Now with a common sensical headline like that, the only question I have is “how?” People joke about how our politicians are light years behind Wall Street in terms of understanding financial markets or accounting firms on the use of SPE (Special Purpose Entities). We can look now and say the oversight and regulation is always administered post-event. But it’s not only administered post-event it’s usually hastily passed, ill-informed and too bureaucratic. That may be some harsh commentary. I am speaking of acts like Sarbanes-Oxley. But here we look at policy in action. Specifically, the Fed kept interest rates low after the September 11 attacks. In fact, rates were at 2% or less for three years thereafter, when they should have been raised.
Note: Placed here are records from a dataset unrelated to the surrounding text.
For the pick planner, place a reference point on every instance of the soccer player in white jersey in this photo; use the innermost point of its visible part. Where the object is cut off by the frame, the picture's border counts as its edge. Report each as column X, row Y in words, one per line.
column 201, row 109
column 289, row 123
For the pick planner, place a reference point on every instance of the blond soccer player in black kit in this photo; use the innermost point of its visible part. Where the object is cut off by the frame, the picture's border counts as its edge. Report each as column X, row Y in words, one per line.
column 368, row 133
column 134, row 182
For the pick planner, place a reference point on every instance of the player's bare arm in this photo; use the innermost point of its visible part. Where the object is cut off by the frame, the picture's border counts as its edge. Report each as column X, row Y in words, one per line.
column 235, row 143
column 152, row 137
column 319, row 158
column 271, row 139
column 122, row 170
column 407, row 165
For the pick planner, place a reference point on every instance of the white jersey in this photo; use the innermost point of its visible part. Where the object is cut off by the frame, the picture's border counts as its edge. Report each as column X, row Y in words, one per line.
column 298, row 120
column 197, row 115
The article goes on to say that, “people were being paid to borrow and they responded by often borrowing irresponsibly.” And there you have the sub-prime crisis.
So if the issue here today is: how do we prevent asset bubbles from forming like the one that just popped? The answer according to Gerald O’Driscoll Jr. of the Cato Institute is to create, “a commodity standard on the Fed.” What does it do? Specifically, it “…imposes discipline on a central bank because it forces it to acquire commodity reserves in order to increase the money supply.” The idea was so intriguing to me that I highly recommend you read the whole piece here.
The author points out that the key benefit to the Fed is that it would receive price signals serving as an early warning system to the formation of any potential bubbles, “because the price of the commodity would be continuously traded in spot and futures markets.” So anyone that watches the spot markets would be able to see in advance any bubbles forming.
I’d like to put my vote in for steel as the commodity of choice. That has a certain irony to it since that is where Alan Greenspan first cut his teeth professionally as an economist as he describes in his aptly named book, “The Age of Turbulence”.